El próximo 4 de marzo acto para simpatizantes de VOX en Nueva York.
🇪🇸🇺🇲 pic.twitter.com/uHINWwwnOH— Santiago Abascal 🇪🇸 (@Santi_ABASCAL) February 27, 2020
Today, Vox is the third-largest force in Spain. It rose in the same way that Donald Trump came to power, through outspokenness against political correctness, what Santiago Abascal calls the “trendy dictatorship,” which includes challenging language censorship and gender ideology, the fight against abortion, and the defense of traditions, especially in the countryside, which is the most productive part of the country.
The mainstream media was totally against Vox during the campaign in the same way that they were against Trump. This only boosted the support of his base. For the fourth estate, the press proved to be not the voice of the people but the political elite. While Abascal announced that he was the voice of the “early rising Spain,” that is, of the working man.
In the case of Trump, a multimillionaire, his story was not so much about who he was but about what he offered: more freedom, fewer taxes, and therefore more jobs and less poverty.
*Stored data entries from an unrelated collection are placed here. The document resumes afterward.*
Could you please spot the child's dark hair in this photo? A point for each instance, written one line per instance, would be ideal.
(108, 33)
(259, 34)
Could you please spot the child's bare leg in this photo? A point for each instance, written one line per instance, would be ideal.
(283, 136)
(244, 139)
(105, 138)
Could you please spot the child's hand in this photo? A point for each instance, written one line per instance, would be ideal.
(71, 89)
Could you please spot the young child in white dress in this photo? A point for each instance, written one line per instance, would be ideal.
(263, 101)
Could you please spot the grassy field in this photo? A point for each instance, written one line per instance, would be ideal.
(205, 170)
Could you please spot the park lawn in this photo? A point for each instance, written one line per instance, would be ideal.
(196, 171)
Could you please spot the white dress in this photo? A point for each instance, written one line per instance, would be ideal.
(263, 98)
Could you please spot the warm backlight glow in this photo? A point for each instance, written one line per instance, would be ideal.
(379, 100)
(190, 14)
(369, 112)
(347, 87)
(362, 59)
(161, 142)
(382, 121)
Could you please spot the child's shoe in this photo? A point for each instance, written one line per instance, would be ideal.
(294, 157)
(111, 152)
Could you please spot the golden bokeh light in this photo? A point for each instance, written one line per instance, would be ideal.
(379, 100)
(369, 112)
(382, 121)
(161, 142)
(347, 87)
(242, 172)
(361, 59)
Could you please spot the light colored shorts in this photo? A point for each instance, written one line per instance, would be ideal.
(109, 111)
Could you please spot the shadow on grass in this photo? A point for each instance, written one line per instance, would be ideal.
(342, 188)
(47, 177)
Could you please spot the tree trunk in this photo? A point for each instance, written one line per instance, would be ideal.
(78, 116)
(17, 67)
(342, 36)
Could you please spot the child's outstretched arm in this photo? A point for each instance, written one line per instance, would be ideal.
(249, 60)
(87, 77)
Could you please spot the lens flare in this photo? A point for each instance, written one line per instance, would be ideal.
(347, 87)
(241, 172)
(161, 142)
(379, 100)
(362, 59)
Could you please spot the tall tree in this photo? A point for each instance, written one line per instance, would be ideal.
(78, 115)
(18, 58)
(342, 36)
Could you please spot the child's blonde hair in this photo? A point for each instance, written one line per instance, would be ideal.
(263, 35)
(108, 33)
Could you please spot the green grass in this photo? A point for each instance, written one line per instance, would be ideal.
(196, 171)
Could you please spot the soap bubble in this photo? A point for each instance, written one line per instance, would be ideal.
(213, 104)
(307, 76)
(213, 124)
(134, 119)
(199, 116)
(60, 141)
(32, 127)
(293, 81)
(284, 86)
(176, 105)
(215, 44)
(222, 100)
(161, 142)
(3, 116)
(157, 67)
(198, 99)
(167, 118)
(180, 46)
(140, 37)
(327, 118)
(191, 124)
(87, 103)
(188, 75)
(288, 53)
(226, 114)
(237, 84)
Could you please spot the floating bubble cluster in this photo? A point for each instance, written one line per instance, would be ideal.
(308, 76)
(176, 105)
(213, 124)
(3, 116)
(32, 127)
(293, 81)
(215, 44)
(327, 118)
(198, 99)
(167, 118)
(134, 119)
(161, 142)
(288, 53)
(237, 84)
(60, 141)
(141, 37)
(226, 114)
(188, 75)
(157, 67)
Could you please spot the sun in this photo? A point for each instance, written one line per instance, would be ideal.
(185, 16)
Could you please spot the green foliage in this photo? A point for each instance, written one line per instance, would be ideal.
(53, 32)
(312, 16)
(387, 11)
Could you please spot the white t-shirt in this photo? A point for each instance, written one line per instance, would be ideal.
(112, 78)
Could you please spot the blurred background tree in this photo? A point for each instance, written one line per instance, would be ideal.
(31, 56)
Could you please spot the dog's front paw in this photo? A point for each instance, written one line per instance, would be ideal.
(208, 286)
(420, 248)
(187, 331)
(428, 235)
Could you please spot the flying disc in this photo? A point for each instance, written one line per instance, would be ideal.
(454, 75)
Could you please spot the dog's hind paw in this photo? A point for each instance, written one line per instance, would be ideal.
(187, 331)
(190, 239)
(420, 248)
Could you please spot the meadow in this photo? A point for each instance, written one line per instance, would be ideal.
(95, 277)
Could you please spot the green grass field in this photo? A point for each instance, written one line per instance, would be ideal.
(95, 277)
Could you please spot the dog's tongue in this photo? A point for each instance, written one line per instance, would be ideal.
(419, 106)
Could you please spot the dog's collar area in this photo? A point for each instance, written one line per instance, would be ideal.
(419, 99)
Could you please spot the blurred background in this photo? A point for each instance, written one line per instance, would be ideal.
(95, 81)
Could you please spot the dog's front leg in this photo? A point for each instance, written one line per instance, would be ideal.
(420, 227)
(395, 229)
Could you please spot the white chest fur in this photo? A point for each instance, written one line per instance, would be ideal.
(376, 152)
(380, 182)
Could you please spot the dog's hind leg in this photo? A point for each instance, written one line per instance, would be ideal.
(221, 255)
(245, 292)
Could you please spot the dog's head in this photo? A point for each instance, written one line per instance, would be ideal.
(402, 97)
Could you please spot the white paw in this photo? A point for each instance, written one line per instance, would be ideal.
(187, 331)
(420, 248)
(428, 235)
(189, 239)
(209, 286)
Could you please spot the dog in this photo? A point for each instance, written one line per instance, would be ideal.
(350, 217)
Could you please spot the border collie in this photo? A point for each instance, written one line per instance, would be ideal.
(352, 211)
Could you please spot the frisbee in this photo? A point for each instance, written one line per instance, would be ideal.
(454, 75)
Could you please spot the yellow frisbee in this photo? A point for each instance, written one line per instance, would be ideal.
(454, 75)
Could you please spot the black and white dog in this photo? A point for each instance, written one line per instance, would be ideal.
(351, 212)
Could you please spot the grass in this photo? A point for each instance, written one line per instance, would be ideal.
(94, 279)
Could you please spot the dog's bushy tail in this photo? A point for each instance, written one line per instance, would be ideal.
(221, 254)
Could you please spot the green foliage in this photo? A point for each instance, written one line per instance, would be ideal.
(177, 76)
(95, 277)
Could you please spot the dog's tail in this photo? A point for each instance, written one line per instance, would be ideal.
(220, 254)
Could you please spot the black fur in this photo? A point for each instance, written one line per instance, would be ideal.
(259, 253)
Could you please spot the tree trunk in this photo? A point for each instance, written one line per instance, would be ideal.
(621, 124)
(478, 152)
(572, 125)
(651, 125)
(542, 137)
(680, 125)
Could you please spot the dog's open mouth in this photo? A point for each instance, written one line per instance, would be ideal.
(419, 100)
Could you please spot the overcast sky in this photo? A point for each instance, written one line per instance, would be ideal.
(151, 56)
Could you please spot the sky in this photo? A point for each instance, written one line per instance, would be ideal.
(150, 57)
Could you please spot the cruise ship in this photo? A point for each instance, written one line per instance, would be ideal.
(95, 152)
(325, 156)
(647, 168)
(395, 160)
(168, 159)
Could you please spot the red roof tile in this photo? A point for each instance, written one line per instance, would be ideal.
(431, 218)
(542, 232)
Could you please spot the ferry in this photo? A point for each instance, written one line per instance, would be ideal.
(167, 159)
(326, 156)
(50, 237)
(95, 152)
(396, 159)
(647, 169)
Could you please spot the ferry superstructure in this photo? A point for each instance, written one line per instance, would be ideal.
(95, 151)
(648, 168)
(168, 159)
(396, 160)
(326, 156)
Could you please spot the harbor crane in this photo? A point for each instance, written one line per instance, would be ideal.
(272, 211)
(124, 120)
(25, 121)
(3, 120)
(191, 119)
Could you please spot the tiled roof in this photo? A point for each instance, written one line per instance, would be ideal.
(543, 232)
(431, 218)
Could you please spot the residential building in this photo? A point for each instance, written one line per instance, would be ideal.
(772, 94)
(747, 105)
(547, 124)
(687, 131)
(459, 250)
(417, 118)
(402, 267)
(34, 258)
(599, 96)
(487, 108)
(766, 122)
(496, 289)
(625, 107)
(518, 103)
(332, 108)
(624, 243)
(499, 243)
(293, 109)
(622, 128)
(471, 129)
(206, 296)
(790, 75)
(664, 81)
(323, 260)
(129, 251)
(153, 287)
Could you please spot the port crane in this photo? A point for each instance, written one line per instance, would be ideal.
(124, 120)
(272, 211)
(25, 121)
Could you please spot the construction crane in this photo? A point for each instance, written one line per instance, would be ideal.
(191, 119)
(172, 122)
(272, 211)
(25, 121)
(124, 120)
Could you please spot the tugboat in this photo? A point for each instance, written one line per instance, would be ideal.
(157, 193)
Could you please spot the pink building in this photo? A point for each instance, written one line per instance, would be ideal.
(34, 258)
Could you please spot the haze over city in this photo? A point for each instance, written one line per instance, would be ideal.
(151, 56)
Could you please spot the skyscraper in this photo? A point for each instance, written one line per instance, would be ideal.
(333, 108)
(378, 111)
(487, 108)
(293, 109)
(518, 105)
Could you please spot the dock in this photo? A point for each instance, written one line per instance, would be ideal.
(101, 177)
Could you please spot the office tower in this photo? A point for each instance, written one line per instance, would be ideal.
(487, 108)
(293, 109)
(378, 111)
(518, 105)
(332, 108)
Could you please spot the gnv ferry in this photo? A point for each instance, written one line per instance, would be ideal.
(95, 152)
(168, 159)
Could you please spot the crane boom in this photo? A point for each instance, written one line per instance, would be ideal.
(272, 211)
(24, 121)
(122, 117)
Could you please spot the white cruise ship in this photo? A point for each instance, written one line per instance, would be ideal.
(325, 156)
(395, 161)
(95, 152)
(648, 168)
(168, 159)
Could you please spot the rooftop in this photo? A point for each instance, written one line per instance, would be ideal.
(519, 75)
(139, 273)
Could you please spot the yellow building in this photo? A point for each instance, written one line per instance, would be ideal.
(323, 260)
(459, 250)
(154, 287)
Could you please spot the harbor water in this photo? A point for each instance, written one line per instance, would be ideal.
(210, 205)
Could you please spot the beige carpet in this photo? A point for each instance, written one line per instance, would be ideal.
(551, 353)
And so it was, under the Trump administration, unemployment in the U.S. reached an all-time low of less than 3.6%. The tax reform not only succeeded in reducing taxes and promoting both employment and wage increases but also included the creation of free economic zones in disadvantaged neighborhoods, injecting 44 billion dollars into communities now called “opportunity zones.”
The link to Vox is not new. Last year, Iván Espinosa was already the deputy secretary of international relations for Vox at the conference of U.S. Conservatives.
It is worth mentioning that for the first time in history, a CPAC was held in Brazil in 2019 by Eduardo Bolsonaro, the most voted congressman in the history of the great country of South America.
So this is not a unilateral crusade by Vox, whose secretary-general was in Argentina calling on Latin America to wage a culture battle, but rather the world right is organizing itself to strengthen its sovereignist alliances as a brake on the intervention of globalist organizations such as the United Nations, the European Union, etc.